1. An electrical heating device for a motor vehicle, the device comprising:

at least one heating element;

at least one printed circuit board having at least one contacting area for establishing an electrical connection between the heating element and an energy source; and

a plurality of PTC heating elements that are electrically conductively connected to each other by a contact element, the contact element of the heating element being arranged at a distance from the contacting area,

wherein an electrically conductive connection is established between the contact element and the contacting area via a plurality of conductors that extend from the contact element to the contacting area,

wherein each of the conductors is a wire, such that the contacting area is electrically conductively connected to the contact element by a plurality of wires, and wherein the plurality of wires are spaced apart from one another.

2. An electrical heating device for a motor vehicle, the device comprising:

at least one heating element;

wherein each of the conductors is a strap-like element, such that the contacting area is electrically conductively connected to the contact element by a plurality of strap-like elements, and wherein the plurality of strap-like elements are spaced apart from one another.

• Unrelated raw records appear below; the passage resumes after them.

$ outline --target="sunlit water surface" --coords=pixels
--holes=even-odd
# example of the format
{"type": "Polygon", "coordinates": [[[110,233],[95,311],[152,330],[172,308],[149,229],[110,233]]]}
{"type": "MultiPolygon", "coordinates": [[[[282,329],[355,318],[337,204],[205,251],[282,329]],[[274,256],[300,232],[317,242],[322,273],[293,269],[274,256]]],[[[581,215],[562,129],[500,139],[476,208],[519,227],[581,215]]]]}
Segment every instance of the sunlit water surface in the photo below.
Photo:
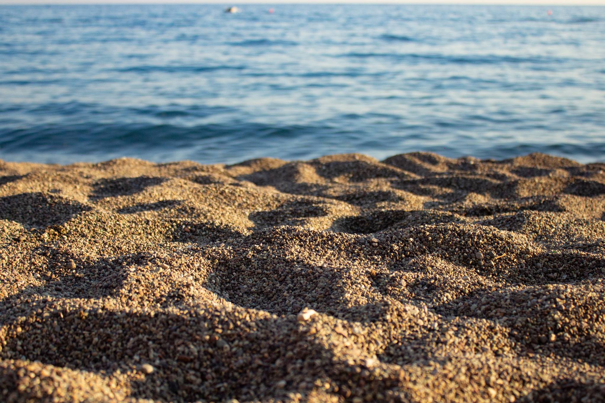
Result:
{"type": "Polygon", "coordinates": [[[605,160],[605,7],[0,7],[0,159],[605,160]]]}

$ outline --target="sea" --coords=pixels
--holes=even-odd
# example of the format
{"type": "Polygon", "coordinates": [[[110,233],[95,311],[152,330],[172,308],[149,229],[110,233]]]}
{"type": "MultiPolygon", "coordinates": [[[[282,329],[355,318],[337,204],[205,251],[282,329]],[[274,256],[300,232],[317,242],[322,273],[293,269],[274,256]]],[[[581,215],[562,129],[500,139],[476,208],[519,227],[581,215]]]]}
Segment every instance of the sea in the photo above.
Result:
{"type": "Polygon", "coordinates": [[[1,160],[413,151],[605,161],[605,7],[0,7],[1,160]]]}

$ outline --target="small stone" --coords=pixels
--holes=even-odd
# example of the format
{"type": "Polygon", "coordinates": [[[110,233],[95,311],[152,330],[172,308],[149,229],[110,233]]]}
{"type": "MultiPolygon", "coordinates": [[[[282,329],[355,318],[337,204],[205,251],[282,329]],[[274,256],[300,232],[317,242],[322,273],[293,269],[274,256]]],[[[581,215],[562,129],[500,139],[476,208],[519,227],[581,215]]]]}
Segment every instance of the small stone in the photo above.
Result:
{"type": "Polygon", "coordinates": [[[223,349],[225,351],[228,351],[231,348],[229,346],[229,343],[223,339],[218,339],[217,341],[217,347],[223,349]]]}
{"type": "Polygon", "coordinates": [[[496,395],[495,389],[494,388],[488,388],[488,393],[489,394],[489,397],[493,399],[496,395]]]}
{"type": "Polygon", "coordinates": [[[296,316],[296,320],[299,322],[306,322],[314,315],[317,315],[317,312],[313,309],[305,308],[302,311],[300,311],[296,316]]]}
{"type": "Polygon", "coordinates": [[[141,366],[141,370],[149,375],[154,372],[155,369],[149,364],[143,364],[141,366]]]}
{"type": "Polygon", "coordinates": [[[188,355],[183,355],[182,354],[177,357],[177,361],[180,361],[181,363],[191,363],[193,361],[193,358],[188,355]]]}

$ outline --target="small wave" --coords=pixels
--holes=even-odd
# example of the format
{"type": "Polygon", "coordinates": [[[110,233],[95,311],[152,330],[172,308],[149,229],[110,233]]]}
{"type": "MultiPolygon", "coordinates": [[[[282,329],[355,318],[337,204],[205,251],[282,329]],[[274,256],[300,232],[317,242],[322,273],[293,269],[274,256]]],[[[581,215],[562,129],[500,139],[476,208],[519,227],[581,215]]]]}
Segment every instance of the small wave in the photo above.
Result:
{"type": "Polygon", "coordinates": [[[204,73],[219,70],[243,70],[244,66],[133,66],[110,69],[118,73],[204,73]]]}
{"type": "Polygon", "coordinates": [[[232,46],[297,46],[298,42],[292,40],[271,40],[270,39],[250,39],[240,42],[228,42],[232,46]]]}
{"type": "Polygon", "coordinates": [[[598,22],[602,21],[596,17],[574,17],[567,21],[567,24],[583,24],[584,22],[598,22]]]}
{"type": "Polygon", "coordinates": [[[384,34],[378,37],[381,39],[391,42],[415,42],[414,38],[406,36],[405,35],[393,35],[391,34],[384,34]]]}
{"type": "Polygon", "coordinates": [[[338,55],[342,57],[371,58],[382,57],[392,59],[395,61],[427,60],[439,64],[499,64],[502,63],[552,63],[558,60],[552,58],[518,57],[516,56],[498,55],[446,55],[437,54],[420,54],[418,53],[361,53],[353,52],[338,55]]]}

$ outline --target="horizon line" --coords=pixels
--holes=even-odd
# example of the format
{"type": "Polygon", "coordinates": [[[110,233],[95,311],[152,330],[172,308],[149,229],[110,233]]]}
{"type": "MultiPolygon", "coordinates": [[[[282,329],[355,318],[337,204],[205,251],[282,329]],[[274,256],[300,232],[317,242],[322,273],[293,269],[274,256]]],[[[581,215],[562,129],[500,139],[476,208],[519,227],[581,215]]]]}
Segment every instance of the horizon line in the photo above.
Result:
{"type": "Polygon", "coordinates": [[[542,1],[541,0],[511,0],[508,2],[496,2],[491,3],[489,2],[489,0],[476,0],[476,1],[467,2],[462,1],[460,2],[456,1],[453,1],[451,2],[443,2],[443,0],[436,0],[433,2],[431,0],[428,1],[425,1],[424,2],[418,2],[417,1],[405,1],[405,0],[394,0],[393,1],[389,1],[387,0],[386,1],[379,1],[378,2],[371,2],[371,0],[363,0],[362,1],[356,1],[355,0],[346,1],[335,1],[330,2],[325,2],[321,0],[309,0],[308,1],[300,1],[293,0],[293,1],[289,1],[286,0],[284,1],[281,1],[279,3],[276,2],[272,2],[268,0],[260,0],[260,1],[256,0],[255,1],[247,1],[244,0],[243,1],[240,2],[226,2],[221,0],[213,1],[197,1],[196,0],[191,0],[191,1],[178,1],[176,2],[170,2],[169,0],[159,0],[158,1],[149,1],[149,0],[143,0],[143,1],[137,2],[132,1],[130,0],[127,2],[122,2],[120,0],[115,0],[114,1],[101,1],[98,2],[85,1],[85,0],[75,0],[74,1],[60,1],[60,2],[35,2],[35,3],[29,3],[25,2],[10,2],[10,3],[2,3],[0,2],[0,6],[22,6],[22,5],[30,5],[30,6],[42,6],[42,5],[260,5],[270,4],[275,7],[278,7],[281,5],[307,5],[307,4],[315,4],[315,5],[494,5],[494,6],[501,6],[501,5],[515,5],[515,6],[528,6],[528,7],[535,7],[535,6],[543,6],[544,7],[584,7],[584,6],[590,6],[590,7],[605,7],[605,2],[600,1],[600,2],[574,2],[573,0],[554,0],[554,1],[542,1]],[[558,2],[561,1],[561,2],[558,2]]]}

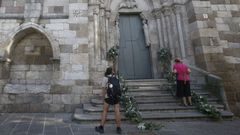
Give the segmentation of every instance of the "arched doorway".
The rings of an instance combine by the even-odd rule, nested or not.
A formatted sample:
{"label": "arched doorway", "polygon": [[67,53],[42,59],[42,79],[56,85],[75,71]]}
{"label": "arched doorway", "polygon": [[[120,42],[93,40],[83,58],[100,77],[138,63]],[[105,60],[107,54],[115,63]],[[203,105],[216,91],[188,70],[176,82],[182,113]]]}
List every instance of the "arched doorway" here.
{"label": "arched doorway", "polygon": [[[25,27],[23,27],[25,26]],[[11,36],[5,57],[10,59],[5,93],[49,92],[58,49],[38,25],[23,25]],[[50,39],[50,40],[49,40]],[[54,54],[54,50],[56,50]]]}
{"label": "arched doorway", "polygon": [[119,73],[125,79],[152,78],[150,50],[145,42],[140,16],[122,14],[119,19]]}

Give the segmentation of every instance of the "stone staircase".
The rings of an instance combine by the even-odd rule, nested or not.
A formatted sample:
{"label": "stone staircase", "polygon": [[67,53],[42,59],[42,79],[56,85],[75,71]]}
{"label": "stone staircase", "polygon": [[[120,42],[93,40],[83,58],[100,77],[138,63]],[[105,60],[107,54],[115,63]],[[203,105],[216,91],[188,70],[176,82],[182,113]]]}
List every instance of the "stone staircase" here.
{"label": "stone staircase", "polygon": [[[172,92],[166,89],[168,85],[165,79],[148,80],[128,80],[129,94],[134,96],[139,110],[145,120],[193,120],[207,119],[207,116],[200,113],[196,106],[182,106],[180,100],[176,99]],[[233,114],[225,111],[224,106],[219,104],[219,100],[209,92],[195,87],[197,94],[207,97],[209,104],[221,110],[223,118],[231,119]],[[78,122],[99,121],[102,112],[102,100],[98,94],[101,90],[94,91],[95,98],[90,103],[83,104],[82,108],[77,108],[73,114],[73,119]],[[124,115],[122,113],[122,115]],[[122,119],[126,118],[122,116]],[[110,107],[108,120],[114,120],[113,107]]]}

3. The electrical heating device according to claim 1, wherein the conductors are made of aluminum.

4. The electrical heating device according to claim 2, wherein the conductors are arranged in multiple layers, and wherein the conductors arranged next to each other as well as the conductors arranged on top of each other are arranged at a distance from each other.

5. The electrical heating device according to claim 1, wherein the contact element and the contacting area are arranged at a distance from each other, and wherein the distance between the contact element and the contacting area are overcome by the conductors.

6. The electrical heating device according to claim 1, wherein the conductors are soldered or glued or clamped or screwed to the contacting area or to the contact element.

7. The electrical heating device according to claim 1, wherein conductors having different material thicknesses are used to establish the electrically conductive connection.

8. The electrical heating device according to claim 4, wherein the individual conductors arranged next to each other in a common layer are formed by conductors having a same material thickness.

9. The electrical heating device according to claim 1, wherein the conductors are spaced a distance apart by spacing elements.

10. An electrical heating device for a motor vehicle, the device comprising:

at least one printed circuit board having at least two contacting areas for establishing an electrical connection;

at least two contact elements, each of the at least two contact elements having PTC heating elements that are electrically conductively connected to each other,

wherein the at least two contact elements are arranged at a distance from the at least two contacting areas,

wherein an electrically conductive connection is established between one of the at least two contact elements and one of the at least two contacting areas via a plurality of wires, and

wherein the plurality of wires are spaced apart from one another.